Houston Healthcare is proposing a new "strategic partnership" with Navicent Health.
The two corporations held a public hearing Monday to explain what the partnership would mean and how it could affect your healthcare.
At the hearing on Monday afternoon, leaders from both Houston Healthcare and Navicent made it a point to note that this is a proposed partnership and NOT a merger.
"The delivery of healthcare remains a challenging effort and the finances delivering this healthcare as an independent hospital have changed dramatically,” said Houston Healthcare chairman Roy Watson.
Lawyers, board members and representatives from Houston Healthcare gathered to discuss the terms of a "proposed transaction.”
"Like many standalone community health systems, our financial system is not as good as it once was. We've arrived at a point where we must join with a partner in order to retain to viability and longevity of our hospital,” said Watson.
Watson says the board began discussing potential partners about a year and a half ago and Navicent Health met over a dozen of their "guiding principles."
"It's not a sale and it's not a merger, so there's no associated purchase price. However, Navicent has agreed to make a capital commitment of $125 million along with Houston's commitment of $25 million for a total capital commitment of $150 million into the Houston service area over a 10-year period,” said Houston Healthcare COO Charles Briscoe.
According to Navicent leaders, $60 million of that $150 million will be spent on "routine replacement" of medical equipment, and $90 million will be spent "strategically" on things like physician recruitment and expansion of facilities.

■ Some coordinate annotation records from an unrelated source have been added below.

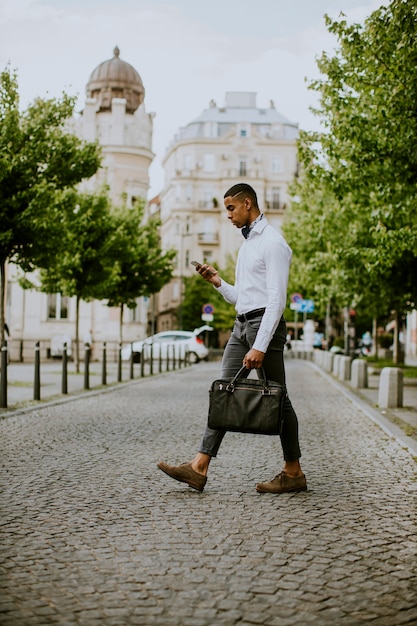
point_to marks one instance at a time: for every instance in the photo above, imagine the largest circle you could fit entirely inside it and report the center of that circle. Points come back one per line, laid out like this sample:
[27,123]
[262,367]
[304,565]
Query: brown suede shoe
[185,474]
[282,483]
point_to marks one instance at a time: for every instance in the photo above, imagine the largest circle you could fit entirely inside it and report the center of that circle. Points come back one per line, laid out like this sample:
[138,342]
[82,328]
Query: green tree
[82,265]
[38,159]
[141,268]
[357,193]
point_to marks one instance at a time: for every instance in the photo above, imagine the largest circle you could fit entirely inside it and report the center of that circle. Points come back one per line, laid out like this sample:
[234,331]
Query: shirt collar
[246,229]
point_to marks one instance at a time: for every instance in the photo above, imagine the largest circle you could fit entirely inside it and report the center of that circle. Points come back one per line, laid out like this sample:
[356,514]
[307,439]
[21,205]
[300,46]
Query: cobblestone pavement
[93,534]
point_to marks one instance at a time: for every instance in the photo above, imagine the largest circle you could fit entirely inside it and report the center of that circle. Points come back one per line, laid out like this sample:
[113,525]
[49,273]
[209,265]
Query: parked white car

"At the end of the day, the community will be better because of the services provided. Our values are very well aligned and our mission strategies are exactly the same,” said Navicent CEO, Ninfa Saunders.
If the state attorney general signs off on the proposal, Briscoe says Houston Healthcare patients will still receive the same type of care, facilities will still be managed locally and will "not be swallowed" by Navicent, and there are no planned layoffs.
The public hearing record is open until December 6, then the Attorney General has 30 days to make a decision.